Thanks for the green tea tip, I did this about 1 month ago switching from diet soda to green tea.I do add a little squirt of agave nectar in my iced green tea to sweeten it up a bit. I am also in San Diego- Actually in Oceanside. Found your blog through twitter I will put you on our blogroll.
.-= Iris Robin´s last blog ..Nasturtium salad recipe. Source for your organic gardening supplies. =-.

Bucksome March 11, 2010 at 6:04 am

Hi Iris,

Congratulations on giving up the diet soda; I haven’t done that yet but have added green tea to my diet.

We used to live in Oceanside but moved inland a couple of years ago.

fern March 11, 2010 at 11:43 am

As far as beverages go, i Mostly drink skim milk, black tea and water. Green tea is too bland to drink without a sweetener, so i’m not sure I’d reduce my sugar intake, tho green tea certainly offers health benefits.

As for grains, i much prefer whole wheat berries, which have a chewy texture. It’s a shame I don’t see mention of them that often.

Bucksome March 12, 2010 at 7:12 am


I’ll have to give the whole wheat berries a try. I’ve tried many new grains over the past year but not that yet. Barley is a new favorite of mine that I never ate until recently.

Daddy Paul March 11, 2010 at 7:38 pm

Pleasant read.
I sure love my garden. I give away more than we eat but that’s ok. I see green onions growing today as the snow melts. I get more creative every year on getting my garden to produce for more of the year. Once you eat fresh veggies the rubbery ones in the store at 3 buck a pound don’t cut it.

Bucksome March 12, 2010 at 7:13 am

Daddy Paul, we don’t have our own yard with our condo so no gardening. However, I should start shopping the local farmer’s markets especially now with spring produce available.

Forest June 13, 2010 at 3:16 am

I love Quinoa but can’t find it here in Egypt 🙁

I’m just starting my balcony garden too…. Tomatoes and basil (staples in my house) first.

Bucksome June 13, 2010 at 7:14 pm

Forest, I knew you’d be stopping by when I read you were hitting all the links in Jeff’s post.
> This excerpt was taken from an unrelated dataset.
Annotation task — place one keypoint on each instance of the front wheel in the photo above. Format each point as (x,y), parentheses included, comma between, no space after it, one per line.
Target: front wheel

Thanks for stopping by. I’m sorry you don’t have Quinoa in Egypt. Tonight we had barley for dinner. Do you have that there?

Forest June 14, 2010 at 1:21 am

Ahh cool, wasn’t sue if many people picked up that I was doing the rounds, it took forever and ever to read every single post!!!

I almost bought barley yesterday but I have no idea how to prepare it and didn’t know you could eat it like rice on the side…… I will have to look up preparation and grab some.

I have been eating more cous cous but I don’t love it that much unless it’s got loads of chilli in it :), I just need to cut down on rice and pasta. I know brown rice is fine but it’s still good to have a variety of grains and pulses in my diet.

Throckmorton Jones June 14, 2010 at 4:06 am

Many of these I already try to follow (I don’t drink soda at all, and rarely drink juices) and I try to include lots of fresh veggies whenever possible. I have been meaning to look for quinoa or bulgar (do I have that name right?) and try them as well. We eat tons of pasta but it does get old sometimes.

Bucksome June 14, 2010 at 8:32 pm

Trockmorton Jones, I hope you’re eating whole wheat pasta. It’s an acquired taste but healthier.

Throckmorton Jones June 14, 2010 at 8:35 pm

I love it, but its not always on the shelf when I go to buy some so its hit or miss. I think we have one package of whole wheat spaghetti left, and then its the other stuff for a while.

I never really noticed that much of a difference in taste the first time we used it, but I have noticed some seem to sit heavier in my stomach then others making less more. Same with whole wheat tortillas.